HPV Cancer Rates Affect Anal Cancers
Researchers reported recently that anal cancers have tripled among U.S. patients since the early 1970s, due in part to more diagnoses. CDC.gov

Anal cancers have tripled in the United States since the 1970s, particularly among men.

Researchers conducted a database search to find that the rate of anal cancers rose dramatically from approximately one in 100,000 people between 1973 to 1996 to three people per 100,000 from 1997 and 2009. The jump may be partially explained by better diagnoses.

"I think the literature has already shown that there has been an increase in anal cancer cases but we were surprised to see how dramatically it increased," said Dr. Lily Lai, of City of Hope in Duarte, CA, in a Reuters report.

Though both men and women experienced a rise in anal cancers, most of the increase was seen in men. Lai said the large increase in men might be due to more screenings, particularly among men with HIV. In the study, Lai and her colleagues analyzed in more than 11,000 squamous cell carcinoma cases found in a database of U.S. cancer cases through those years. Investigators found a particularly large increase in 1997, with more than 7,000 anal cancers diagnosed that year in comparison to some 4,200 nearly a quarter-century earlier.
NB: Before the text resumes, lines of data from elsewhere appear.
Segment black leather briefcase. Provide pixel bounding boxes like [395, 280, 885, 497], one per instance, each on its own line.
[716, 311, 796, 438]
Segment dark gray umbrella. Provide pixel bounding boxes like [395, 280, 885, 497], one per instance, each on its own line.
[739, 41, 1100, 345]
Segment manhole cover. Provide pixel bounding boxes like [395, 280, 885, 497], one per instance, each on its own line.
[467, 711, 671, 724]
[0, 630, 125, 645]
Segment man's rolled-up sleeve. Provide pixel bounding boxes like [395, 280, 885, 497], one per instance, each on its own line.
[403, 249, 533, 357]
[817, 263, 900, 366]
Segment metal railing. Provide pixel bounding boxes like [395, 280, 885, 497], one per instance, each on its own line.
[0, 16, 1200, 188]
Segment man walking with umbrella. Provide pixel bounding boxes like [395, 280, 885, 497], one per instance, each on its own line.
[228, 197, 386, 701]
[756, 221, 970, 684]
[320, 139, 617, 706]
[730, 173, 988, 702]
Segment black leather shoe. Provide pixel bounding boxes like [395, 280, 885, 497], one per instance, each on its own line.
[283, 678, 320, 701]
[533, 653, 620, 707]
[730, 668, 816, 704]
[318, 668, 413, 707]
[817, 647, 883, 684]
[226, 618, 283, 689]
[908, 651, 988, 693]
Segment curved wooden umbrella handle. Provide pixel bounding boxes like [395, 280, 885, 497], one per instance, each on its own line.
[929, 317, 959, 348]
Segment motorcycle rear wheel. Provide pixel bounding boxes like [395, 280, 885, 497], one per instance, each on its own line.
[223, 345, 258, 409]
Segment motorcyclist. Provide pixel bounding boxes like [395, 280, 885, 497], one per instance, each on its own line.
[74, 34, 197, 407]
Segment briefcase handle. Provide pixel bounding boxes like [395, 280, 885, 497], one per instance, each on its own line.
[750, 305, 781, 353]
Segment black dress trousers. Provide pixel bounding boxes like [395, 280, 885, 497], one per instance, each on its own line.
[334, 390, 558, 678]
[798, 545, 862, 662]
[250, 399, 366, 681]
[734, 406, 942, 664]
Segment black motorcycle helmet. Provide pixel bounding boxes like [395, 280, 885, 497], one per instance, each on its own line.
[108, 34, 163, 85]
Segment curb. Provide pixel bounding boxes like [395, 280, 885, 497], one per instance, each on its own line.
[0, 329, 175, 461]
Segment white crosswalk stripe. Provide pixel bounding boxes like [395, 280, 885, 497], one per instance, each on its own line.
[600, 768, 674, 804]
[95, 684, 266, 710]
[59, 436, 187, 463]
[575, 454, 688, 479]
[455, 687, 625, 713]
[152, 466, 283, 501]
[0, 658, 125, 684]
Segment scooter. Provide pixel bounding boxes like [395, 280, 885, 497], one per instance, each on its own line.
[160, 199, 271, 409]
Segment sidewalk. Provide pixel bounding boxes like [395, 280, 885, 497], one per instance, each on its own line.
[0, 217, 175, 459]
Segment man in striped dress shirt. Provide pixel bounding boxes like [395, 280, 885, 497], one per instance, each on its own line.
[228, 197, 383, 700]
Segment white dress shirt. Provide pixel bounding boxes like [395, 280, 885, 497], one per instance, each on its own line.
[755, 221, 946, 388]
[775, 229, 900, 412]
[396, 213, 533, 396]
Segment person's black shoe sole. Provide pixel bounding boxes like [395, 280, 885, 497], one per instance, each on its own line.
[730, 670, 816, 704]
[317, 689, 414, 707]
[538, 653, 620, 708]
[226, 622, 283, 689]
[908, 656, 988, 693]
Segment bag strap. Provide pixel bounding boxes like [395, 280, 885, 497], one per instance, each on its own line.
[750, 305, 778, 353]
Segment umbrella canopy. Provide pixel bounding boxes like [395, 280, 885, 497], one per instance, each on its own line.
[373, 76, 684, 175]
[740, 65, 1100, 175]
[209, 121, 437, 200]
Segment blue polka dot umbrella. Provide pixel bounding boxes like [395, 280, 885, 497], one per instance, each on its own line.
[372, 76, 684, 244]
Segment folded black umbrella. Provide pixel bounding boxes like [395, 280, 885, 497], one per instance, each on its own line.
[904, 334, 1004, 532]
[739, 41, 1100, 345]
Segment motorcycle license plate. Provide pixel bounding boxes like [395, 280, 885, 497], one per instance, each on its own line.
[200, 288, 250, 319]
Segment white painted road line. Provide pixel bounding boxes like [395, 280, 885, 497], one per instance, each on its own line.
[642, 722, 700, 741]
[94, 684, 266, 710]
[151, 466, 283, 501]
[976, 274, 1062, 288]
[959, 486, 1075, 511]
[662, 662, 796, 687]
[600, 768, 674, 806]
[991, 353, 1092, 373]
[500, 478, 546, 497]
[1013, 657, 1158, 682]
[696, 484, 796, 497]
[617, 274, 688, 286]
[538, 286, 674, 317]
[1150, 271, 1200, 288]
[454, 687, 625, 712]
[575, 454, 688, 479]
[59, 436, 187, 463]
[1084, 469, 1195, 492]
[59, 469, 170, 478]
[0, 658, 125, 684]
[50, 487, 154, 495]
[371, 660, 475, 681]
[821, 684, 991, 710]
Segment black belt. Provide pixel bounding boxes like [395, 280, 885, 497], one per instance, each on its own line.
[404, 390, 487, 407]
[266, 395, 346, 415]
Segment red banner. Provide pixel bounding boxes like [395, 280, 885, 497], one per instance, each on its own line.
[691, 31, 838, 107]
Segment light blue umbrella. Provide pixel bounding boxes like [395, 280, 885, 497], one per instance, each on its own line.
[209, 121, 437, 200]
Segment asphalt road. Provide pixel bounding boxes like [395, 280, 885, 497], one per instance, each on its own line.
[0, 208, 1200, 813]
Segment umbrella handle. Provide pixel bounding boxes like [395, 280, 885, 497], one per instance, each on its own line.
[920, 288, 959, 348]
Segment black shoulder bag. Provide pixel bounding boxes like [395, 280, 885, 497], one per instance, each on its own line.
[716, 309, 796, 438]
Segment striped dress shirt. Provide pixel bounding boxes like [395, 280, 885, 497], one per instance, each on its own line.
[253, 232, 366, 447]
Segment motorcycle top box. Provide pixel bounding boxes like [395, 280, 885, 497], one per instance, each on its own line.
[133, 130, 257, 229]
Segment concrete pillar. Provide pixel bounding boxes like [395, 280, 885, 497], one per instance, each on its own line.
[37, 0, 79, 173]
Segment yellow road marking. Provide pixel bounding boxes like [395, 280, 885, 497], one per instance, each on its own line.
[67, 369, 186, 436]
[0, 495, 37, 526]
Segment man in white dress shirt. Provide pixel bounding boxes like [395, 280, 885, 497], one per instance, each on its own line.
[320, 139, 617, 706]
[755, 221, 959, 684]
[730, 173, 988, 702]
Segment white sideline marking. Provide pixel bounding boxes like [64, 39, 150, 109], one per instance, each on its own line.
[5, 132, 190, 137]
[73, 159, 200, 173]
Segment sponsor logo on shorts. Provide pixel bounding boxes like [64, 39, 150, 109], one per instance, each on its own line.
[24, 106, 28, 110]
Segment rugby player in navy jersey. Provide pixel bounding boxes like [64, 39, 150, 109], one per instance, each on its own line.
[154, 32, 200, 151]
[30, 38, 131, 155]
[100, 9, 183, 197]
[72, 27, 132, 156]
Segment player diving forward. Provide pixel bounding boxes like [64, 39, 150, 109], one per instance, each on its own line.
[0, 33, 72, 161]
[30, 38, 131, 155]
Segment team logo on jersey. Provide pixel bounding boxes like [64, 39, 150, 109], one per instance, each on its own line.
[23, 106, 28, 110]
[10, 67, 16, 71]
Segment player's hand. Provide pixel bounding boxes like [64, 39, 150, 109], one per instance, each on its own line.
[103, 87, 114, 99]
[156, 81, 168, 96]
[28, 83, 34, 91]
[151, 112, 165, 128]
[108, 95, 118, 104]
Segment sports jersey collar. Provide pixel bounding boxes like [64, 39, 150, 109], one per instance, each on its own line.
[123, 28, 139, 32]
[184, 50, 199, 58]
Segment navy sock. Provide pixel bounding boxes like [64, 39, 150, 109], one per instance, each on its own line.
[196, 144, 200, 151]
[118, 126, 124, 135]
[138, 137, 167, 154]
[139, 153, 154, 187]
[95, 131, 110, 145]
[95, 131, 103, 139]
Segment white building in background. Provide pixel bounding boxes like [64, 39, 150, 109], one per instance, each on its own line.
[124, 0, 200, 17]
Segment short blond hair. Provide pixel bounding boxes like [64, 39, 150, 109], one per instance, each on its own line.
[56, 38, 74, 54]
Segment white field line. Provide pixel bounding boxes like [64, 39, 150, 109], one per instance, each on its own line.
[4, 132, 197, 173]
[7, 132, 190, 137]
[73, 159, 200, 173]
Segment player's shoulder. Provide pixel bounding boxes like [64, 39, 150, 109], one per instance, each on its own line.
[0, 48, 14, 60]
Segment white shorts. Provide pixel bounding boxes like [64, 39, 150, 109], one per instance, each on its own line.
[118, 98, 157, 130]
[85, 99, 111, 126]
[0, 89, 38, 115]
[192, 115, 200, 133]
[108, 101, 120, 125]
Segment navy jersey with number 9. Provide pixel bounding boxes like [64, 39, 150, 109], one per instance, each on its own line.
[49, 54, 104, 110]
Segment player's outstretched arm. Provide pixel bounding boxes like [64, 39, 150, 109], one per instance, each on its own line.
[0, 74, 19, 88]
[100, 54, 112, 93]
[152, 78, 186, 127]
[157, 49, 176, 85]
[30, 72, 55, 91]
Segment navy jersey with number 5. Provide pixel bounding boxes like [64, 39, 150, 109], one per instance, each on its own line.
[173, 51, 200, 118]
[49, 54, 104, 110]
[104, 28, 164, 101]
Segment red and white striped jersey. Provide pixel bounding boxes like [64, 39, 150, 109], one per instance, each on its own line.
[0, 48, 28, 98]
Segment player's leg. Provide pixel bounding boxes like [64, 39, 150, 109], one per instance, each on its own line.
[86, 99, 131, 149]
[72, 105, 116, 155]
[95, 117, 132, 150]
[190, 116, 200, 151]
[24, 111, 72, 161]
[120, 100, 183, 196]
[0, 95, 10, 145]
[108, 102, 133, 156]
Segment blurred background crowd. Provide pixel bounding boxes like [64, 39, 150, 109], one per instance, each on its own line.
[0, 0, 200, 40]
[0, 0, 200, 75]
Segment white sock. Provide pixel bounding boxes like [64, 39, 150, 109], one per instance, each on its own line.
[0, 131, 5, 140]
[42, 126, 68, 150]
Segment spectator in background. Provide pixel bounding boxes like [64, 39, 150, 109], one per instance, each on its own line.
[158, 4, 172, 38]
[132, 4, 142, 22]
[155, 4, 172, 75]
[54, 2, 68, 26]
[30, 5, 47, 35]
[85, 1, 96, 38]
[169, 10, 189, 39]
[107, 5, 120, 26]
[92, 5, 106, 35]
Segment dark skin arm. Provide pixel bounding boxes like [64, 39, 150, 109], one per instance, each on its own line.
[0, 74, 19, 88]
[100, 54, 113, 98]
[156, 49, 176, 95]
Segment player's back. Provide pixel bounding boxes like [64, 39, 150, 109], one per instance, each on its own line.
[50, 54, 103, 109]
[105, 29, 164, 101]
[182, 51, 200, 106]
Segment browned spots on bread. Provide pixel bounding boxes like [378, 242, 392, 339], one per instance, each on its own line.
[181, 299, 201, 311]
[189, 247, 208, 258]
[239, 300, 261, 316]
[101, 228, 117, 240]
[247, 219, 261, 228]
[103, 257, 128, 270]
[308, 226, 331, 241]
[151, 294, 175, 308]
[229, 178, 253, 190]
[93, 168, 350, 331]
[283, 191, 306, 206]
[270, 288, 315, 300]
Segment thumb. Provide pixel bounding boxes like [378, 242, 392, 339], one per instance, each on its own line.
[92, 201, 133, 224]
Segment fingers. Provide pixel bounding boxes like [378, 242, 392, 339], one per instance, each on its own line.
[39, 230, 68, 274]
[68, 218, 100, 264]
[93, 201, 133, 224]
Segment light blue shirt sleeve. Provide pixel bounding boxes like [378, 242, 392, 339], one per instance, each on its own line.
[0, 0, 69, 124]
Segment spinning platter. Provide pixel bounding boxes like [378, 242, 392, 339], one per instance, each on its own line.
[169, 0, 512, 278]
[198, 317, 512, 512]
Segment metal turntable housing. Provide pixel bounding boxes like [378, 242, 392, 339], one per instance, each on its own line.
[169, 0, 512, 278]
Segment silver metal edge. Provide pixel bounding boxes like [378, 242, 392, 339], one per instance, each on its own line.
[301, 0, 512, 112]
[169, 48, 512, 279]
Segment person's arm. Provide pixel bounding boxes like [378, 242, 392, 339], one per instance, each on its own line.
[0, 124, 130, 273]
By 1997, the rate of anal cancers in men had risen from one in 100,000 to three per 100,000, compared to a jump in women from 1.4 to 2.4 per 100,000. This year, the American Cancer Society projects that 7,000 people in the U.S. would be diagnosed with the cancer, resulting in 900 deaths.

The researchers reported in the Journal of Clinical Oncology that HIV-positive people tend to develop persistent human papillomavirus infections, which in turn are linked to the development of cervical and anal cancers. Eighty-percent of anal squamous cell carcinomas-the most common form of anal cancer-are caused by HPV.

"It could be that there is an increase in men (with anal cancer) and that there are other factors that we don't know are involved," Lai said. "We think it's probably a detection bias; that's the simplest explanation."

Dr. Robert Cima, a surgeon at the Mayo Clinic's department of colon and rectal surgery, said primary care physicians should identify patients with the highest risk levels for screening.

"...[C]ertainly a patient without risk factors is at very low risk for developing this kind of cancer, and a blanket screening program across the country for all patients would not be a useful approach," said Cima, who was not involved in the analysis.